Consequently, Hogan is always frustrated. “Am I accepting a fraudulent ballot? Or rejecting a good one?” he asks himself.
“Absentee ballots remain the largest source of potential voter fraud,” was the conclusion of the bipartisan 2005 Commission on Federal Election Reform, according to John Fund in National Review.
Previously, ballots with bad signatures or no signatures were rejected in Florida. So-called “non-partisan” organizations like the league of liberal women voters and the ACLU went to court demanding a “cure process.”
A liberal judge ruled in their favor, requiring officials to notify the voter when a ballot was not signed. The voter could cure the defect by signing and returning the notice with two forms of identification before the close of Election Day.

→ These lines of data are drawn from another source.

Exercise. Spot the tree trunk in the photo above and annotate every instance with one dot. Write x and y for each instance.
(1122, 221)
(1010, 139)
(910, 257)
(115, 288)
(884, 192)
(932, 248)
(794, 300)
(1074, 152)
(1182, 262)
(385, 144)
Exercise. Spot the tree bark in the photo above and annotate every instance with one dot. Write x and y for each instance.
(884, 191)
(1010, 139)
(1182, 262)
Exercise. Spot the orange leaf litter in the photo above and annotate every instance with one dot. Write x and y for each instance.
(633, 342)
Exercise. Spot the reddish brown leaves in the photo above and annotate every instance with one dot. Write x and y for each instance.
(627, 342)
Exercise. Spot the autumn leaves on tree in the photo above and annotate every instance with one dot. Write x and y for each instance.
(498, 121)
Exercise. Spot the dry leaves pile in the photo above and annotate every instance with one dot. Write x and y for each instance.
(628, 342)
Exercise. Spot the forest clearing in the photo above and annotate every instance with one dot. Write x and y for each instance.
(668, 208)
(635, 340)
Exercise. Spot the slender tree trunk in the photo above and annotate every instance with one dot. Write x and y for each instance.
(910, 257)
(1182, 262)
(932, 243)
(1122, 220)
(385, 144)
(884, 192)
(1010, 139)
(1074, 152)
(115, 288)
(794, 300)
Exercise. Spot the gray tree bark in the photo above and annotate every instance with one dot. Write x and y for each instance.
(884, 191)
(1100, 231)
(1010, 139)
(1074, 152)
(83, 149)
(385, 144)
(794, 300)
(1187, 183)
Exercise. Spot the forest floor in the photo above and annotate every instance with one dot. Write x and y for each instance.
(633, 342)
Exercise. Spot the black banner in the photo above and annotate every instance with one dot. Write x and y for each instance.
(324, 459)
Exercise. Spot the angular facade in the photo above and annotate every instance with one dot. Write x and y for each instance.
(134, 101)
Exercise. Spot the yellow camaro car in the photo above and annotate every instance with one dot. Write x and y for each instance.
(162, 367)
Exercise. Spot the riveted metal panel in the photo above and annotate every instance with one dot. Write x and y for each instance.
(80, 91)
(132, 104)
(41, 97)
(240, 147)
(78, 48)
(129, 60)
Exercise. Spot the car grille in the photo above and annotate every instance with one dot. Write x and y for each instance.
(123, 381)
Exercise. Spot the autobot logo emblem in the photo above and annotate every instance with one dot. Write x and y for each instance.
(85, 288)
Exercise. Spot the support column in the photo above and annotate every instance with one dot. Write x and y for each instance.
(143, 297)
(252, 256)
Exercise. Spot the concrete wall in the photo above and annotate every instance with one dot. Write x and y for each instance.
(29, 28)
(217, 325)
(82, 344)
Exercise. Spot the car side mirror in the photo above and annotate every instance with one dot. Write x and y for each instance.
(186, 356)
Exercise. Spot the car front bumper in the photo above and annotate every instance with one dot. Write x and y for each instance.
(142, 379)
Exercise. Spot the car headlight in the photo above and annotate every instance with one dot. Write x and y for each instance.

More suits were filed, and the process was extended in 2016 to cover signatures that were on the ballot but did not match.
Now a machine first checks the ballot, compares the signature to computer records and presents the comparison for human inspection. If they decide it does not match, it has to go to the cure process.
The final judge is the three-member canvassing board. They compare signatures that are shown on a large screen so the public can see. Two members must agree to reject the ballot.
Most of the staff members involved in the decisions regarding ballot rejection are not Republicans.
There are other errors besides signature discrepancies. Ballots are marked by filling in an oval. Older voters find that difficult to do. Some voters color more than one oval. Some circle one and fill in another. Some also voters mark in the wrong place, and officials must determine “voter intent.”
From example, in a 2018 Senate race Bill Nelson gained votes in Jacksonville when circles on the word “democrat” near his name were determined to be sufficient, rather than the oval being colored, per instructions.
Despite all the problems, liberals want to expend the system so that everyone votes by mail. They want ballots sent to every registered voter. They want people to collect and deliver ballots. There would be no way to adequately police such a process.
Eight years ago, a Miami grand jury recommended that Florida prohibit ballot harvesting because of the potential for fraud.
Another problem is that the Postal Service may not get the ballot to the voter, or back in time. In the March 2020 election, ballots from the city elections of 2019 were returned in the mail, Hogan said.
The issue is rife with misinformation. In a study done for the ACLU, a liberal college professor made the claim that younger and minority voters had their absentee ballots rejected at a higher rate, which is absurd on its face because elections officials have no way of knowing the age and race of the voter when inspecting signatures.
Furthermore, the ACLU study results for Jacksonville do not match the city’s records Eye examined, which show more ballots from white voters rejected.
In the 2016 general election, 587,961 people voted, 76,007 – or 13 percent — of them by mail. Hogan estimated 2 percent present problems with signatures.
There are 636,000 people registered to vote in Jacksonville. If all voted by mail and 2 percent were troublesome, officials would have more than 12,000 votes to sort out and make judgements on, enough to sway the outcomes of many races and delay the results for weeks or months.
“Reforms” being pushed by liberal Democrats present significant threats to election integrity, and should be rejected.